There was a boat shaping up to leave the new marina but the wind was making it difficult and it doesn't look very well fendered etc. There is a massive brick building there now there seems to be a trolley to bring up the boats into its confines. I'm not sure why the door has to be so tall, but it will be interested to see what they get up to in there. There are more boats in the dock now and they berths seem to have a larger gap than many marinas.

Just below Common Lock and the new marina was this building and a house further away from the canal, and they were for sale. The stables looked interesting so I took a photo to look up afterwards.

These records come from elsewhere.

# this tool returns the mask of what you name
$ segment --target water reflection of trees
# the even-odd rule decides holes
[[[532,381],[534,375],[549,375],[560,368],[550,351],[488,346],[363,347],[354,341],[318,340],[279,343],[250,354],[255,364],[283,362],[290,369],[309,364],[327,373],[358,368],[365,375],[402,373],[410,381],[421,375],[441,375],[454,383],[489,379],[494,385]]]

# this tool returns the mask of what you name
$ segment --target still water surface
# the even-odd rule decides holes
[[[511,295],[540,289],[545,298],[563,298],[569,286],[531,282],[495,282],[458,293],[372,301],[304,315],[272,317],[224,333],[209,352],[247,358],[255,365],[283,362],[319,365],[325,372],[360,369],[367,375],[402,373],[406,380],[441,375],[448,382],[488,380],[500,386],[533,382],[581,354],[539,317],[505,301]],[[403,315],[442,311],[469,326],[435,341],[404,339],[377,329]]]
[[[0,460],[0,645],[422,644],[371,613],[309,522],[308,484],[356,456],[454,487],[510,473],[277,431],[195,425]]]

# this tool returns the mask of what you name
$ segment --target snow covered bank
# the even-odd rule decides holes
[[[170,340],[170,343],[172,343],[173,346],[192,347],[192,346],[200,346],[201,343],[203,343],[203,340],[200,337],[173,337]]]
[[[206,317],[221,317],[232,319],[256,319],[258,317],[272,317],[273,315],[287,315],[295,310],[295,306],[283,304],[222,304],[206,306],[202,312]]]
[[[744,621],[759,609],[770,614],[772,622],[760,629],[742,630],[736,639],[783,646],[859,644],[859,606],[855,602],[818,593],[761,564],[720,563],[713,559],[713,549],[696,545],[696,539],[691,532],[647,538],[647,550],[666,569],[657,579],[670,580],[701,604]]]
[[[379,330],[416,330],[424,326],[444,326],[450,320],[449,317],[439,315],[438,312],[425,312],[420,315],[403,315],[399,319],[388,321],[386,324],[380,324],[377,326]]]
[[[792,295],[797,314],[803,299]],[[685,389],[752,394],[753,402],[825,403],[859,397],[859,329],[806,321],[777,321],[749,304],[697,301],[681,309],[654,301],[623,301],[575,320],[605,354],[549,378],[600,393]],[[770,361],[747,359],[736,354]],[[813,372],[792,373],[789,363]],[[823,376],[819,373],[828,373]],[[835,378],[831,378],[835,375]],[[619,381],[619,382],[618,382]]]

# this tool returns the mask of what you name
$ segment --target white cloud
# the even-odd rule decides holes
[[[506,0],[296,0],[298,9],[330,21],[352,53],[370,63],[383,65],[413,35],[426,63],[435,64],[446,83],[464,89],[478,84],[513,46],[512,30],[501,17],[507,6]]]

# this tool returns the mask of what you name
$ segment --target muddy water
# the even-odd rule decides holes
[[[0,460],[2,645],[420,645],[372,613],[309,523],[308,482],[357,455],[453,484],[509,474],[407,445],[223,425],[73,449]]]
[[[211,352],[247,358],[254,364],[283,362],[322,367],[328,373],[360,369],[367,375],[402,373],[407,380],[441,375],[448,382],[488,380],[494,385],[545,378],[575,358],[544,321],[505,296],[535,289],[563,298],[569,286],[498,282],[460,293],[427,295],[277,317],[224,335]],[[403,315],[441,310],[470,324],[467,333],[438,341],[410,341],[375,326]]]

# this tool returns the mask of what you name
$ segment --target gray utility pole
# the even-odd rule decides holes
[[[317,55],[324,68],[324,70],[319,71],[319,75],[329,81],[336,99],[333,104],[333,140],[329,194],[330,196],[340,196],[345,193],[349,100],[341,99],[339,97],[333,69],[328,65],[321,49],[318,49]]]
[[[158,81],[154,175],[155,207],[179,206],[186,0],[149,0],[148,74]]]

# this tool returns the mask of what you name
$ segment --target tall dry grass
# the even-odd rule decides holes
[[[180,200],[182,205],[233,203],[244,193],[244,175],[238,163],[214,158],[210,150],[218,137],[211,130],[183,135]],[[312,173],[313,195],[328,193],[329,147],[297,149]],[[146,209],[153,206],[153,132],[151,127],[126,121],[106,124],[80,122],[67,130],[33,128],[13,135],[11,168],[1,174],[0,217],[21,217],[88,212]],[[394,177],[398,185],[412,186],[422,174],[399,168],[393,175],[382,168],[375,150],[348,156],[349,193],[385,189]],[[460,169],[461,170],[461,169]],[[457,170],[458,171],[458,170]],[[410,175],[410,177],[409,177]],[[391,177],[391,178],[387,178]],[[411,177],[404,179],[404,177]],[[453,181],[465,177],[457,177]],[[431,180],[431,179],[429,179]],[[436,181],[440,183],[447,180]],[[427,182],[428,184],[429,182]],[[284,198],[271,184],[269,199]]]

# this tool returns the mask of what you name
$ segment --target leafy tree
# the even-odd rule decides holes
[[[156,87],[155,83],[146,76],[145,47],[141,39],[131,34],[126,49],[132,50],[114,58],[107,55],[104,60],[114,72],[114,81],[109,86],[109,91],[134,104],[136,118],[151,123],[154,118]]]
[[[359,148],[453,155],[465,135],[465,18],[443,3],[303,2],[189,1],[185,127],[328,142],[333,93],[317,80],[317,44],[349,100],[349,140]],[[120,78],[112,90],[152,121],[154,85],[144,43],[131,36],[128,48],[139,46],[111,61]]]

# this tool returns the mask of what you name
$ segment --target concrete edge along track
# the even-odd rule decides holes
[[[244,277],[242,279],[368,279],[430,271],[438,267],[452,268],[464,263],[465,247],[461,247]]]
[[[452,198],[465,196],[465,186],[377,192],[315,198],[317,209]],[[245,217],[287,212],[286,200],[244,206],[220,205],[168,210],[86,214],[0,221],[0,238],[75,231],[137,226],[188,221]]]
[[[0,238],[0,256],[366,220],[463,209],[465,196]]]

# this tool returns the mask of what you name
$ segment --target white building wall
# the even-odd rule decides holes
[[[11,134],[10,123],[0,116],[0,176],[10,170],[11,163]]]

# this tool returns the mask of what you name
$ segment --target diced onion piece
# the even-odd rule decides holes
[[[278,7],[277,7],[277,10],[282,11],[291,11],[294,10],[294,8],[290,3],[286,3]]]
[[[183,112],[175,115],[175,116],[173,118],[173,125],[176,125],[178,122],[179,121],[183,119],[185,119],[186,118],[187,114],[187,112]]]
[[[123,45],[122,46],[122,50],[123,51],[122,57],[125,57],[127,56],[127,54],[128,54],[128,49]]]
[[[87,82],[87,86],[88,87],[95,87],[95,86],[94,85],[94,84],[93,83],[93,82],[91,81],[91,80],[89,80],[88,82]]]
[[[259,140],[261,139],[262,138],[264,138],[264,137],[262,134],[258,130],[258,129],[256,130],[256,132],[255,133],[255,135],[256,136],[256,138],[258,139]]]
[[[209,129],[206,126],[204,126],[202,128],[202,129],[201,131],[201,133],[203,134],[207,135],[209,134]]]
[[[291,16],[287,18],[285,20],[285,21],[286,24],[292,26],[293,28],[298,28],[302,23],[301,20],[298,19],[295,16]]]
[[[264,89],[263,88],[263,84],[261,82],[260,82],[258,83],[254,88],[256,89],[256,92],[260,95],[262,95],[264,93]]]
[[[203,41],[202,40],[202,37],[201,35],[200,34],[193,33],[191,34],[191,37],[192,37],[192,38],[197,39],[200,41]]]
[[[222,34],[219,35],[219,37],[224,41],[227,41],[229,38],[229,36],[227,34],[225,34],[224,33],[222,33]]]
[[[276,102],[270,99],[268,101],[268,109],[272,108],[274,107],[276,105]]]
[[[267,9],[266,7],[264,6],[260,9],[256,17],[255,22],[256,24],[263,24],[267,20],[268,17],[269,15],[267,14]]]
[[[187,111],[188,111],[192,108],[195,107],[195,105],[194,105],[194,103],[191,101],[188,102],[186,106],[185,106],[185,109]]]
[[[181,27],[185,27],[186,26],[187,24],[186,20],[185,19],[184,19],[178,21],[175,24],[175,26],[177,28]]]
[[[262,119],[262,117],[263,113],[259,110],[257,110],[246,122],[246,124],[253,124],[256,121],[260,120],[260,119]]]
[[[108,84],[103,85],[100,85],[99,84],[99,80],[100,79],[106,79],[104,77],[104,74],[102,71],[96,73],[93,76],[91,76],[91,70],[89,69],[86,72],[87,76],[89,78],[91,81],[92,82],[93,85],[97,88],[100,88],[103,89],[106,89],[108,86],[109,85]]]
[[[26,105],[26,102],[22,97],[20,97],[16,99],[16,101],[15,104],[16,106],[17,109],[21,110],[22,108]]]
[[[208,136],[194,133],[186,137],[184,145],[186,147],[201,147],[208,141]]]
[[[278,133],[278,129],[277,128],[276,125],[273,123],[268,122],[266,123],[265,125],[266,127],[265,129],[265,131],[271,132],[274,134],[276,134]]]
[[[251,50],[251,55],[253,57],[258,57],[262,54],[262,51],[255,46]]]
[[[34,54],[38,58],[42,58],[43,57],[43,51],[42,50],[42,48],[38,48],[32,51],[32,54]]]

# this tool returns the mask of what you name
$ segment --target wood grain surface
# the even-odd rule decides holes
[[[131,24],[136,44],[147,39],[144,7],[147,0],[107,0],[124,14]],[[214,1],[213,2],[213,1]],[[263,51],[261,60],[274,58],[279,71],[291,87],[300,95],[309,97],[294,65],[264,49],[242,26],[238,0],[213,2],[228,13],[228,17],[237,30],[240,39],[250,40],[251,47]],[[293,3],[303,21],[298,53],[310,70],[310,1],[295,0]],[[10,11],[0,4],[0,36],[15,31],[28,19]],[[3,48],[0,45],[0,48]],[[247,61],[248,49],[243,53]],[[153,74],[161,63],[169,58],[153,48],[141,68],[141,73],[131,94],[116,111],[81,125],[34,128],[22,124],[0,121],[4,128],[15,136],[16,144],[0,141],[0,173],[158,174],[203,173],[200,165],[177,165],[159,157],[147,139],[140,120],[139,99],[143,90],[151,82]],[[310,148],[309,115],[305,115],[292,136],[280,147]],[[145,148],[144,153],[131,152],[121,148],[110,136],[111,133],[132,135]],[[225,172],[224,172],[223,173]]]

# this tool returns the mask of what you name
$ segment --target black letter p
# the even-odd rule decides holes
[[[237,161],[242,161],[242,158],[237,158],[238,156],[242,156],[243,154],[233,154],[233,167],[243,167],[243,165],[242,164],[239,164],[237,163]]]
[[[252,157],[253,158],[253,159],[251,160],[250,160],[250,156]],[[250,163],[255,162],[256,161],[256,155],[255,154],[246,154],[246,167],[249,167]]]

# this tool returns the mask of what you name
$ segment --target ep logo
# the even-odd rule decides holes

It turns out that this was once the Fradley Plaster Mill, though the current buildings have nothing to do with the old mill. The earliest reference I can find is in 1863 when it was owned by Midland Counties Plaster and Cement Works which was part of the Hargreaves and Newton company that was established in the midlands in 1837 and had works at Burton and Hartshay and supplied cement to many of the Victorian project in the Midlands. They were suppliers of mineral white, terra alba, potter's and builder's plaster, gypsum, floor plaster, Portland, Roman and other cements. In 1877 this was their works and the offices were on Brook Street in Stoke on Trent. In 1899 the works and house, along with 91 acres of turf land were for sale. There was no mention of a deposit that was worked, and maybe that is why it was sold as on the map of 1901 the old works was gone.

This OS map extract of 1881 shows a works close to the canal. I suppose that the stable type building of today could be the remains of the east side of the works but looking at google it seems to be at the wrong angle. The house with orchard garden is behind.

This extract of 1900 shows that the works has gone, probably after the sale in 1899. The house has become cottages and looking at the modern building that is there it is built on the same footprint. As to the round structure where the works was I wonder if it is a windmill, or maybe a horse mill that powered the old mill.What ever it was was still there on the 1920's map.

Bagnall Lock on the outskirts of Alrewas is quite picturesque and a fitting entry to the pretty village. In Fradley Helen had chatted to a couple of boats, the first said there was plenty of room and the second that it was very busy, so we ventured past thee winding hole and parked up in a gap between boat that just fitted us. It is close to where we had an engineer come to fix our Hurricane heater during out first year with the boat (I think). I don't think there is a time limit on this mooring so that will suit us very well.